また、急激な血糖値の上昇はインスリンの大量分泌を招き、『血糖値スパイク』と呼ばれる血糖値の乱高下を引き起こします。
血糖値スパイクは、眠気やだるさをはじめとするうつ症状の原因の1つです。糖分の多いものの取りすぎは、フィジカル面・メンタル面の双方に大きな悪影響を及ぼすことになるでしょう。
2.脂肪分の多いもの
脂質は三大栄養素の中でも最もエネルギーの大きい栄養素で、取りすぎは肥満の大きな原因になります。また、肥満は細胞の慢性的な炎症を引き起こしますが、この慢性炎症はうつ病の発生因子でもあります。
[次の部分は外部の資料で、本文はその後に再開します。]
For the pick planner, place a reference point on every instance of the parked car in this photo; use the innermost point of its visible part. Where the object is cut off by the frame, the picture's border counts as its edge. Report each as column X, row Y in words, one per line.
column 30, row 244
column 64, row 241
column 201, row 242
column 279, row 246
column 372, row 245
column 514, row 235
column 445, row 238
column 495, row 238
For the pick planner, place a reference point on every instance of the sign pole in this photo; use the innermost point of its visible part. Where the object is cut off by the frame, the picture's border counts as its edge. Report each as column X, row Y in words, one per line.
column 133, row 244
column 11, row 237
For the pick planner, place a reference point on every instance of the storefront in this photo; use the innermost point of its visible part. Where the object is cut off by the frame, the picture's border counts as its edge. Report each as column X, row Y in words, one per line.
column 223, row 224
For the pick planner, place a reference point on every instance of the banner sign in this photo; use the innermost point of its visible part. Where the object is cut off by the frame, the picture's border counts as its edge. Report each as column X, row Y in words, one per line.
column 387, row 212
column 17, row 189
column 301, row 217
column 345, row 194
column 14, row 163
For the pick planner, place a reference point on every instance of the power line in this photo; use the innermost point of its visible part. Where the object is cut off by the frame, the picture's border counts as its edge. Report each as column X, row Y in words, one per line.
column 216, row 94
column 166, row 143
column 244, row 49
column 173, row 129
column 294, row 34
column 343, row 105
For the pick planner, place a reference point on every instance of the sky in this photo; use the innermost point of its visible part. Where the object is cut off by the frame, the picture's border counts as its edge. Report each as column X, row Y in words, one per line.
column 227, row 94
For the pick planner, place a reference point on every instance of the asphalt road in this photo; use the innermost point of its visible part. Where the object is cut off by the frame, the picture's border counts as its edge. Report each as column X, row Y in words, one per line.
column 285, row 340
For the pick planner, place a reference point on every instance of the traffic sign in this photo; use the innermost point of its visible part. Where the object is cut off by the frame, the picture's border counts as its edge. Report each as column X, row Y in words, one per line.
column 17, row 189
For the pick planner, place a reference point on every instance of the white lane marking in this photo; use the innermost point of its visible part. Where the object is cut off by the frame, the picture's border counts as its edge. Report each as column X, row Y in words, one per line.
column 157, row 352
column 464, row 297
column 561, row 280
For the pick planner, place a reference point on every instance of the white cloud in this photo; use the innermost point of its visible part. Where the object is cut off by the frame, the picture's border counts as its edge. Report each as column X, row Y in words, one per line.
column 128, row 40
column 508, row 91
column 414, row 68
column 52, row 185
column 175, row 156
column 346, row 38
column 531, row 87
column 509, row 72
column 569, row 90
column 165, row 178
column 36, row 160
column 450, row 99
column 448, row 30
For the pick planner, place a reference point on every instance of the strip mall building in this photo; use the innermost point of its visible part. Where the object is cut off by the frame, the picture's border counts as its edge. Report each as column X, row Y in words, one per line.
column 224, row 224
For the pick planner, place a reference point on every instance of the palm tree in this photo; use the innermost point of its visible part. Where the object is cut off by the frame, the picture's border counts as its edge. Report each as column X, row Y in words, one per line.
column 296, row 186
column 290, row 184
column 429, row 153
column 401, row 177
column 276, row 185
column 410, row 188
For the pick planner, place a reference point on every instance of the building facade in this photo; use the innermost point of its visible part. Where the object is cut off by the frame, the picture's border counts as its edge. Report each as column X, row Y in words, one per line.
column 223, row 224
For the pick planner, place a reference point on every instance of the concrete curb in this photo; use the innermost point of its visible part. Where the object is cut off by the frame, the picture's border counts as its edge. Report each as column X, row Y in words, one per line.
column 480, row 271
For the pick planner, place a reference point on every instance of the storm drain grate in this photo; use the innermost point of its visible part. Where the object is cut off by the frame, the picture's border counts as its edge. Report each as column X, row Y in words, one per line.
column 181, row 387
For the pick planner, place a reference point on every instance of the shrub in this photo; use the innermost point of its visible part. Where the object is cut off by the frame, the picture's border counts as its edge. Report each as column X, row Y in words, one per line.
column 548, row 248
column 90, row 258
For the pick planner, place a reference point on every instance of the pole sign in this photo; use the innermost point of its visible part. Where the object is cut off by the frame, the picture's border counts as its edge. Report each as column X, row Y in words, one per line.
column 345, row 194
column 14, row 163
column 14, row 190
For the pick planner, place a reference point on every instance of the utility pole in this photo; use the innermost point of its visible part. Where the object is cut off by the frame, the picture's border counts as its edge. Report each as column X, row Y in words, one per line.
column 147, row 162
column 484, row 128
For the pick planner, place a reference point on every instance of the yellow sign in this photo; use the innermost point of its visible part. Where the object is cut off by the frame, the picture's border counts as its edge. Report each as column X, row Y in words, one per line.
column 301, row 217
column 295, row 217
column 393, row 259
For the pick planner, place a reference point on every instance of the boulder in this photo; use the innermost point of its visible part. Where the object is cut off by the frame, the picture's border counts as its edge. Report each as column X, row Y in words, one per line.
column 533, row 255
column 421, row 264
なお、脂質は食事から取る以外に肝臓でも作られる栄養素です。もともと過剰摂取になりやすい栄養素である点を心に留めておきましょう。
3.エンプティカロリーフード
『エンプティカロリーフード』とは、カロリーこそ高いものの、体に必要な栄養素に乏しい食べ物で代表的なものは以下の通りです。
・ファストフード
・カップ麺
・スナック菓子
・清涼飲料水
・アルコール飲料
糖質や脂質は多い一方、ビタミン・ミネラルなどはほとんど含みません。
エンプティカロリーフードを日常的に摂取した場合、メンタルヘルスを良好に保つために必要な栄養素が不足するため心身に不調を感じやすくなるでしょう。
4.塩分の多いもの
塩分が多い食べ物は、過剰摂取をしたからといって直接メンタルヘルスに影響を及ぼすものではありません。
しかし塩分は、むくみやすさや食欲亢進(食欲が増すこと)を引き起こし、体重増加の原因になります。また、脳卒中・心筋梗塞・心不全といった深刻な疾患のリスクを高めます。
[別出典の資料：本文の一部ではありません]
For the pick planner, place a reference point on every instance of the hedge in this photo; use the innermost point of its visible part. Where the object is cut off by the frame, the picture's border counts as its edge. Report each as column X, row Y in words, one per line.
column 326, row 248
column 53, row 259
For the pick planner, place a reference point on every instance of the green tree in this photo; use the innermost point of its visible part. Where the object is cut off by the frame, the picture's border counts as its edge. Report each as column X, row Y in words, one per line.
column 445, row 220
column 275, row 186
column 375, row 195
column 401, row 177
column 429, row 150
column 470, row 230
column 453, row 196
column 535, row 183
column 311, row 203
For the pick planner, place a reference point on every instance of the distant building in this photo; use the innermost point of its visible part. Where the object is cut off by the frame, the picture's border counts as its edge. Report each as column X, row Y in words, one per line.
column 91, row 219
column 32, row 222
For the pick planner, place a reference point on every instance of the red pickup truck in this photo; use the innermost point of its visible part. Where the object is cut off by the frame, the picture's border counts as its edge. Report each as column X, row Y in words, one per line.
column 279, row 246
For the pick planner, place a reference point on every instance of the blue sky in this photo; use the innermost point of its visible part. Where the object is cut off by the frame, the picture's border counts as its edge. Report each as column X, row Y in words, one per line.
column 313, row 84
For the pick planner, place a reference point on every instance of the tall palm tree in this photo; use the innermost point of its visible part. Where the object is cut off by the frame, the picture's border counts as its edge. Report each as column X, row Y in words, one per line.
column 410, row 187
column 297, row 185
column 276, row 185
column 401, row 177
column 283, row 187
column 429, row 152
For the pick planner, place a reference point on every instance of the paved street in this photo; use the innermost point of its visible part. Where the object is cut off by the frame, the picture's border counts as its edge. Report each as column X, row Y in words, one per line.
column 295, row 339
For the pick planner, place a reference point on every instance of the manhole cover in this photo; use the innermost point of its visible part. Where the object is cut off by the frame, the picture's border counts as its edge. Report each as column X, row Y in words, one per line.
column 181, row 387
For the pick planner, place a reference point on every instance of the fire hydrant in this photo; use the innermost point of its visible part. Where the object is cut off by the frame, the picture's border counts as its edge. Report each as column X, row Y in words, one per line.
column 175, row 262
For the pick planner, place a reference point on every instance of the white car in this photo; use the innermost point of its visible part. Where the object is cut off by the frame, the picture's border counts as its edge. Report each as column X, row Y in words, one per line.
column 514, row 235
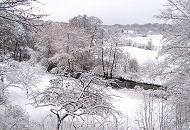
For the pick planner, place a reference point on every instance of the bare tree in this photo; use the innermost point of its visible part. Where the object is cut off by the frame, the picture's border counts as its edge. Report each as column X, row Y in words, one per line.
column 76, row 98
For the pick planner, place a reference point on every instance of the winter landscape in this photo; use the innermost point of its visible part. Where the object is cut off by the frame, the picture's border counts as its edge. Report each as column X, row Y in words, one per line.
column 80, row 73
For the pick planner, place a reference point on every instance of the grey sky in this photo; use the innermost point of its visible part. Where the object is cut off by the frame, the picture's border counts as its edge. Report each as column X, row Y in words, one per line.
column 109, row 11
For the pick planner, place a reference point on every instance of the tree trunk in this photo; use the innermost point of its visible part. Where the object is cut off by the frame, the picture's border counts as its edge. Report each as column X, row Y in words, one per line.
column 58, row 124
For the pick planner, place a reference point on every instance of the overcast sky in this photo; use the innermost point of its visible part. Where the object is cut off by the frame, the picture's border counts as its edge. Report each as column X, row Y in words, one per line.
column 109, row 11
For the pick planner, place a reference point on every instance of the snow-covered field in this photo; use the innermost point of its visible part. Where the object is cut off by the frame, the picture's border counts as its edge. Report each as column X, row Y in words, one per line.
column 126, row 101
column 143, row 55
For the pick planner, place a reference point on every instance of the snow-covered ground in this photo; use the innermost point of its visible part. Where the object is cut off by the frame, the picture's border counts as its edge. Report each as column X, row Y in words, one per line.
column 128, row 102
column 143, row 55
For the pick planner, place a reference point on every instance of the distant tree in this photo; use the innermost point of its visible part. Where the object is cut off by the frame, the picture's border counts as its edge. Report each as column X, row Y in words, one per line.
column 149, row 46
column 176, row 49
column 16, row 18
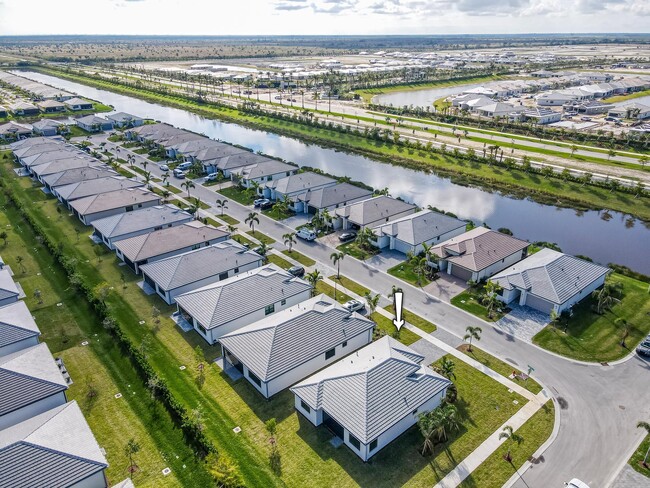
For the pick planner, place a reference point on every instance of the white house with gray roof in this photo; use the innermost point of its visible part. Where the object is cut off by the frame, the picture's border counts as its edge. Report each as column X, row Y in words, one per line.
column 17, row 328
column 167, row 242
column 221, row 308
column 550, row 280
column 478, row 254
column 330, row 198
column 53, row 449
column 278, row 351
column 130, row 224
column 410, row 233
column 185, row 272
column 371, row 397
column 372, row 212
column 31, row 383
column 9, row 291
column 95, row 207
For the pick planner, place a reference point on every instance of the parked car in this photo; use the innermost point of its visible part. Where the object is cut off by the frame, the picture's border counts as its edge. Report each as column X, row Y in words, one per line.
column 347, row 236
column 306, row 234
column 298, row 271
column 260, row 201
column 354, row 305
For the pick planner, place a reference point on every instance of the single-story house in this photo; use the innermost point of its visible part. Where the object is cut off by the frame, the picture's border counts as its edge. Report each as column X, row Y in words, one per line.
column 103, row 205
column 167, row 242
column 221, row 308
column 294, row 185
column 330, row 198
column 24, row 108
column 31, row 383
column 371, row 212
column 51, row 106
column 123, row 119
column 17, row 328
column 93, row 123
column 78, row 104
column 478, row 254
column 408, row 234
column 549, row 280
column 278, row 351
column 9, row 292
column 54, row 448
column 13, row 130
column 86, row 188
column 269, row 170
column 76, row 175
column 47, row 127
column 185, row 272
column 370, row 398
column 143, row 221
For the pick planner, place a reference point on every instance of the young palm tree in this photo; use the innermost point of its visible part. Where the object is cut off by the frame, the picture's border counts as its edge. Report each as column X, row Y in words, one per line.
column 513, row 437
column 251, row 220
column 472, row 333
column 336, row 258
column 289, row 240
column 646, row 426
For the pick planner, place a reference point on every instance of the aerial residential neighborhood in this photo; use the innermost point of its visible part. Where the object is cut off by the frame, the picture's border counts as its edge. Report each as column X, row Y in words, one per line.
column 324, row 244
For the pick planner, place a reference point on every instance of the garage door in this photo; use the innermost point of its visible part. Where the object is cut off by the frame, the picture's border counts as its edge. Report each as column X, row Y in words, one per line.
column 539, row 304
column 462, row 273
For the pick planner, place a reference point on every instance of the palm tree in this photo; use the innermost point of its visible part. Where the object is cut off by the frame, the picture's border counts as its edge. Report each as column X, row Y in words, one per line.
column 188, row 185
column 510, row 435
column 472, row 333
column 251, row 220
column 222, row 203
column 289, row 240
column 336, row 258
column 646, row 426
体の不調と心の不調は密接に関わっていることから、やはり塩分の過剰摂取は控えるようにしましょう。
5.自身の食生活で不足している栄養を補給するためのサポートにならないもの
間食は、不足しているカロリーや栄養素を補う目的で取るものです。通常の食事で十分に補給できている栄養素については、間食で取る必要がありません。
仮に、普段から麺類を好んで食べている人が、間食にアイスクリームを食べたなら、明らかな糖質の過剰摂取となってしまいます。間食をするのなら、自身の食生活で不足している栄養素を含む食材を意識して選ぶ必要があるでしょう。
メンタルヘルスのために、間食におすすめの食材5選
間食で取りすぎるのに不向きな食材がある一方、間食に適した食材もあります。メンタルヘルスを考える上で間食におすすめな食材を5つ紹介します。
1.自身に不足している栄養
間食におすすめな食材として、まず挙げられるのは自身に不足している栄養です。間食を通じて栄養バランスを整えられれば、良好なメンタルヘルスを保つ上でも大いに役立ちます。
可能であれば、食事や間食をノートやスマホに記録しておくのがおすすめです。間食に取るべき栄養を把握できるほか、食生活を見直す大切なヒントになるでしょう。
2.食物繊維を補えるもの
食物繊維は、日常の食事で不足しがちな成分の1つで、排便を促して腸内環境を整えたり、血糖値の上昇を抑制したりとさまざまな特性を持っています。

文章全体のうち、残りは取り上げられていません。